Locking cars, as Jakober and others in the GPD continue to emphasize, is not the only measure that people can take, but the principle behind it is the backbone of public safety, according to DeCarlo. Through certain basic concepts of “community policing,” which he said views police not as crime solvers and law enforcement but more as full-time community leaders in crime prevention, residents will take more responsibility for the safety of their own communities.
According to Jakober, some Guilford residents have explicitly told her they will not lock their cars or even houses because they do not believe they should have to, that Guilford is the kind of town where that should not be necessary. DeCarlo said that that attitude is something he has heard from other communities, and is “the equivalent of saying, ‘I’m just going to go ahead and eat a dozen eggs a day because I shouldn’t have to worry about cholesterol.’”
“The first line of defense against crime is the community,” DeCarlo said. “How many [police officers] are out on the road in Guilford? Six, seven cars to cover 50 square miles? It’s up to us.”
Criminals who are looking to make some easy money are always going to turn their gaze on affluent areas like Guilford, he said, and a militarized police force or a hyper-punitive criminal justice system will not change that.
Scanlon also made it clear that he was not advocating for mass arrests or criticizing the work of GPD when he convened the task force, but he added that community members have been feeling “unsafe” and “violated” by people that trespass in their yards and rifle through their cars, and they deserve a response and solutions.

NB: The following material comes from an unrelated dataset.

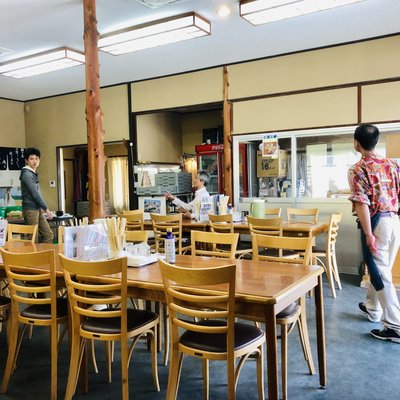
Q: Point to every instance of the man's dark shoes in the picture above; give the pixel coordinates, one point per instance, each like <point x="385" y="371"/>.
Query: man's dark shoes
<point x="386" y="334"/>
<point x="364" y="311"/>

“It’s a way I hope we can respect and appreciate the fact that people feel violated by this, and try to get the bottom of this outside the echo chamber of the blame game and easy answers,” he said.
In the case of these kinds of property crimes, DeCarlo said that police can often do their jobs best by communicating trends in criminal activity and safety measures to residents, and providing clear, transparent access to information and officers.
“Police are really community members. It’s incumbent on them to be community partners, and to constantly be vigilant in the fact that they have to be open and communicate realistic expectations to the public,” he said.
That communication also prevents wild rumors spreading on social media about crime events or trends, DeCarlo said, where inaccurate or entirely false information can quickly catch fire and spark fear or other ugly reactions.
“Police departments have to embrace that unless [they] tell the story, it’s going to get told for [them],” he said. “We have to promulgate real information.”
But whether it is installing motion-sensor lights in driveways or simply knowing your neighborhood well enough to know when something is off, DeCarlo said that in the police-community partnership, the community will always be a large part of the solution.